Just beyond the community centre is the Puffer Bar & Restaurant where you can get a very nice meal. As you might expect, the menu does feature quite a bit of seafood and we’ve dined on lobster during previous visits to the Puffer. At the back of the “Puffer” is a cozy little bar with a counter shaped like the stern of the old puffer boats that used to be such an important part of life in these island communities when everything moved by sea.
Easdale’s diminutive size, enables it to claim the title of the most densely populated island in Scotland with a permanent population of just 59. Having 50 plus residents is quite an achievement for any small Scottish island these days, but it pales into insignificance when compared to the island’s peak population of 500 back in the mid 1800’s. At that time the island was the hub of a slate mining industry that supplied a global market for roof tiles.
The slate mining industry has left a very visible legacy on Easdale, but the flooded remains of the large slate quarries are not ugly in the way that open cast mines can so often be. Instead, they are more of a curiosity and on really hot days (during our last visit the car was telling us it hit 30C) the old quarry pools become enticing “lagoons” for a swim.
In its heyday, the slate industry at Easdale must have been quite a sight with 9 million slates being produced in 1869. It would also have been quite a daunting work environment as the quarries were dug some 300 feet below sea level. All that kept the sea water out were water pumps and the outer rock “walls” of the quarries. If I was working in a mine that deep, I’d demand to see the calculations that were done to ensure that the rock face was strong enough to hold back the wall of water on the other side.
Ultimately, it was the forces of nature that led to the end of this industry on Easdale. In 1881 there was a freak storm that caused waves large enough breach the sea walls of the quarries. However, slate production did continue right up to the start of World War 1. There is a small museum (admission ~£3) that tells the whole story in far more detail.
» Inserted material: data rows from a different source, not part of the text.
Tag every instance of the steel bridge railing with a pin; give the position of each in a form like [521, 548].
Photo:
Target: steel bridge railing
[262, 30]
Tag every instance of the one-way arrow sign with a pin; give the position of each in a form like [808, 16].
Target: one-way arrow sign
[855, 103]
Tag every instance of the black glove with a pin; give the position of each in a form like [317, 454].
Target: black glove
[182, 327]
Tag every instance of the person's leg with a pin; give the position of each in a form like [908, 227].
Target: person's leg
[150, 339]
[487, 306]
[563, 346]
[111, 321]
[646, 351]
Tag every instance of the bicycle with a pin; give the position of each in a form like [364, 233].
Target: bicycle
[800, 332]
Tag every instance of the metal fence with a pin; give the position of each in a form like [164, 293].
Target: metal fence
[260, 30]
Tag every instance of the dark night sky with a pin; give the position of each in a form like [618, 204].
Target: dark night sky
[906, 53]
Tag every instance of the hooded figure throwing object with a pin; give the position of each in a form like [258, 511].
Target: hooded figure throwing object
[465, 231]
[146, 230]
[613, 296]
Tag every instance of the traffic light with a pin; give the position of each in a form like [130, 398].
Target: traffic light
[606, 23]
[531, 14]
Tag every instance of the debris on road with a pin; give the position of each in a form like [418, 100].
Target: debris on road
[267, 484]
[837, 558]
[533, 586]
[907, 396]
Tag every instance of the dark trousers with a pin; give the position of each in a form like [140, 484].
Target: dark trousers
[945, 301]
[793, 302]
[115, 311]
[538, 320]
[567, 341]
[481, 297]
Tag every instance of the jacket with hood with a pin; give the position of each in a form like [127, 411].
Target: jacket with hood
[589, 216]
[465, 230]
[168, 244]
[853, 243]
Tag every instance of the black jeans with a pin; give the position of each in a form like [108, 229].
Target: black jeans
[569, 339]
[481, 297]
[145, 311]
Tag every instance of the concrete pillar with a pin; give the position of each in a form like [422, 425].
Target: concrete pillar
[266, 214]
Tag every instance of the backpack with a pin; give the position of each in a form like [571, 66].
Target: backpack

The quarries still provide a modest income for Easdale. The locals have ingeniously exploited the island’s 2 most abundant assets, big ponds of still water and lots of smooth flat stones, to create a new event on the international sporting calendar. Yes, Easdale is home to the World Stone Skimming Championships. This has become a very popular event usually held on the 3rd weekend of September with an accompanying party the night before. Entry is open to all (for a modest adult entry fee of £5), but it is a popular competition and there are only 350 entry places allocated on a first come first served basis. We haven’t entered it yet, but we do like to get some practice in whenever we go.
If you are a photographer then we would certainly rate Easdale as worthy of a visit. The neat rows of the old slate workers cottages, the contrast of lush green grass and dark grey slate and the rusting remains of old slate mining machinery give you lots of photogenic options around every corner. Also, with no cars to worry about, Easdale is a great place for children and dogs to be let off the leash. The absence of cars means there is no need for roads or pavements, so neatly trimmed grass is all that fills the open areas between the rows of cottages. This invites you to kick off your shoes and walk around barefoot, and that pretty much sums up the appeal of Easdale. It’s a place that puts you in the mood to kick off your shoes and enjoy the simpler pleasures of life.